A Platonic Hymn

THE sombre eastern skies
Tremble with dawn's surprise,
The crescent radiance floods the impatient air;
The golden sunrise glow
Rises in overflow
Above the wide-spread fields and waters fair.

The moon low in the west
Sinks downward dispossest,
A pallid film of slowly-waning light;
A few stars linger yet,
Worsted and sore beset,
The remnants of the vanishing vanquished night.

But yonder day-god yields
The air's empurpled fields
To regnance of the star-crowned night in turn,
Possessing but half power,
And giving place and hour
To potencies that dimlier shine and burn.

Not such thy might, O Sun!
Who the mid place hast won
In the intellectual regions clear, serene;
Thy lofty centred throne
Abides thy rule alone,
Plato, who Life's profoundest Life hast seen.

Around thee flash and flame
All those of lesser name
Who have loved the Truth and felt her sacred spell,
Who, in the ideal sphere,
Beyond this realm of fear,
Have tasted waters of her secret well.

The Orient dim and vast
Before thy vision past
With hoary seers and old gigantic gods;
India, mother of lands,
Her mighty gates expands
To thee in her unfathomed periods.

And Egypt, vague and strange,
Unfolds the mystic range
Of all her priests and wonder-workers taught;
No peak remains unclimbed,
No utmost depth unmined
Within the wide-extending reach of Thought.

Into the light at length
Greece stepped in youthful strength,
The nursling of the aegis-bearing, blue-eyed queen;
Wisdom upon her smiled,
And called her darling child,
Favored and loved beyond all realms terrene.

White-haired Parmenides,
Across the tumbling seas
Of Generation's many-changing waste,
Saw shine the mystic One,
From whom all life begun,
And in whose round all things and times are placed.

Pythagoras, the mage,
Transcending clime and age,
Lived pure of stain, one with the Truth sublime;
He knew the dateless date
Of all souls' happy fate,
And Spirit's mastery of the sorcerer, Time.

Socrates, called the Wise,
Within whose kindly eyes
All goodness shone, and through whose conquering wit
Injustice clearly saw
Its self-destroying flaw,
And that the Right, by its own splendor lit.

Is king of worlds and men —
Martyr and denizen
Of that realm glorious, Love, the Seer, controls,
Girt by the reverence meet
Of all the gods, thy seat
Is next the Master's in the world of souls.
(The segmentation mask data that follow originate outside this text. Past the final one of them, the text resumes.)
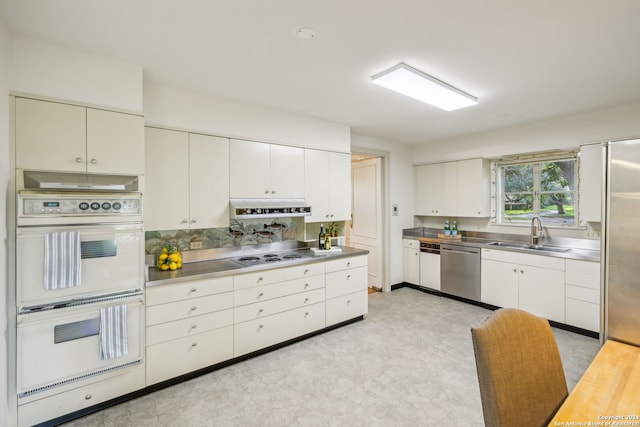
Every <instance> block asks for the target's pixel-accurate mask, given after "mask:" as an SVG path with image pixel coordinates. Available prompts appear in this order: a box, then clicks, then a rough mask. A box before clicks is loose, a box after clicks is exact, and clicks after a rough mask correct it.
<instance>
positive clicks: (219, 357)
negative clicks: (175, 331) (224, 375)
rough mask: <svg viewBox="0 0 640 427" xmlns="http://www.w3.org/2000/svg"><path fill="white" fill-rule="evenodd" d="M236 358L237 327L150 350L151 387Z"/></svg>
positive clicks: (161, 344) (150, 370)
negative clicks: (204, 368)
mask: <svg viewBox="0 0 640 427" xmlns="http://www.w3.org/2000/svg"><path fill="white" fill-rule="evenodd" d="M232 357H233V327H232V326H228V327H226V328H221V329H216V330H214V331H209V332H204V333H201V334H196V335H193V336H190V337H185V338H181V339H177V340H173V341H167V342H165V343H162V344H156V345H152V346H149V347H147V385H150V384H155V383H157V382H159V381H163V380H167V379H169V378H173V377H177V376H178V375H182V374H186V373H187V372H191V371H195V370H196V369H200V368H205V367H207V366H210V365H213V364H215V363H218V362H222V361H224V360H228V359H231V358H232Z"/></svg>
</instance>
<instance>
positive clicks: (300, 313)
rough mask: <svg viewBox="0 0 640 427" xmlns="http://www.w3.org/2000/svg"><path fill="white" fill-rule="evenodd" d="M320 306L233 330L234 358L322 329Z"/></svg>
mask: <svg viewBox="0 0 640 427" xmlns="http://www.w3.org/2000/svg"><path fill="white" fill-rule="evenodd" d="M324 311H325V305H324V302H321V303H318V304H314V305H311V306H309V307H301V308H297V309H295V310H290V311H285V312H283V313H280V314H276V315H273V316H269V317H265V318H264V319H256V320H251V321H249V322H243V323H239V324H236V325H235V326H234V341H233V345H234V350H233V355H234V356H235V357H238V356H242V355H243V354H247V353H251V352H252V351H256V350H260V349H262V348H266V347H269V346H271V345H274V344H277V343H280V342H283V341H286V340H289V339H292V338H295V337H298V336H300V335H304V334H307V333H309V332H313V331H316V330H318V329H322V328H324V325H325V322H324V319H325V312H324Z"/></svg>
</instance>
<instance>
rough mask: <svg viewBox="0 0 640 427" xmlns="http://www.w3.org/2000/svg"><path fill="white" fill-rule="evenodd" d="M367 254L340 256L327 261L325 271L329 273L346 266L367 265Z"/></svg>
mask: <svg viewBox="0 0 640 427" xmlns="http://www.w3.org/2000/svg"><path fill="white" fill-rule="evenodd" d="M367 259H368V258H367V255H361V256H356V257H350V258H340V259H335V260H333V261H327V263H326V265H325V271H326V272H327V273H331V272H333V271H340V270H346V269H347V268H354V267H362V266H366V265H367Z"/></svg>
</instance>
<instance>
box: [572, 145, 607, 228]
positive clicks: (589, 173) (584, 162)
mask: <svg viewBox="0 0 640 427" xmlns="http://www.w3.org/2000/svg"><path fill="white" fill-rule="evenodd" d="M578 168H579V169H578V210H579V214H578V218H579V221H580V224H581V225H585V224H586V223H587V222H600V220H601V216H602V175H603V167H602V145H600V144H593V145H583V146H582V147H580V160H579V164H578Z"/></svg>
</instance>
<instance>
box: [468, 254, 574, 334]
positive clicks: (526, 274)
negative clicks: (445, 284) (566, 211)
mask: <svg viewBox="0 0 640 427" xmlns="http://www.w3.org/2000/svg"><path fill="white" fill-rule="evenodd" d="M564 269H565V260H564V259H563V258H556V257H548V256H544V255H529V254H523V253H519V252H509V251H501V250H494V249H482V261H481V269H480V271H481V279H480V280H481V301H482V302H484V303H487V304H492V305H496V306H499V307H516V308H520V309H522V310H525V311H528V312H530V313H533V314H535V315H537V316H541V317H545V318H547V319H549V320H554V321H556V322H560V323H565V301H564V300H565V297H564V293H565V290H564V286H565V285H564Z"/></svg>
Thee all of them surround,
Plato, who passed the bound
Set by the learning of the wise of eld,
Thee for whom very Thought
Revealed its secret, and who sought
The One Ineffable and whose eyes beheld.

Thy words became the source
Whence Thought received its course
In ages subsequent and born of thine;
Great Aristotle knew
How much from thee he drew,
Pure gold brought from thine inexhausted mine.

Proclus, the dreamer high,
Sought thee beyond the sky
To fathom what thy deepest speech contains;
Plotinus into thee
Swooned in his ecstasy,
Being rapt unto the far empyreal plains.

In darkness all was lost,
And earth was tempest-tost
While thou wert hidden from the face of men;
Again thy sun arose
At the strange tempest's close,
And thou wast leader of the van again.

In Florence thy lost voice
Once more bade Life rejoice,
The bright Heaven of thy musings oped its doors;
Once more thy music rang,
And the vext heart upsprang
Into the light which from thy pages pours.

And in these final days
We have not failed to gaze
Where thy hand points, and thy most wondrous words
Recall us from the deep
Possession by earth's sleep,
And sing to us as very morning's birds.

Yea, birds of Heaven, indeed,
Not born of mortal seed,
And pouring thy swift thought across the years,
Thy swift exalting hope,
That looks beyond the slope
That leads down into this abode of tears.

Honored be thy great name,
Holy, and free from blame,
Thou who hast shone a star unto us all;
Monarch and wise art thou,
Around whose placid brow
The laurelled praises of the ages fall.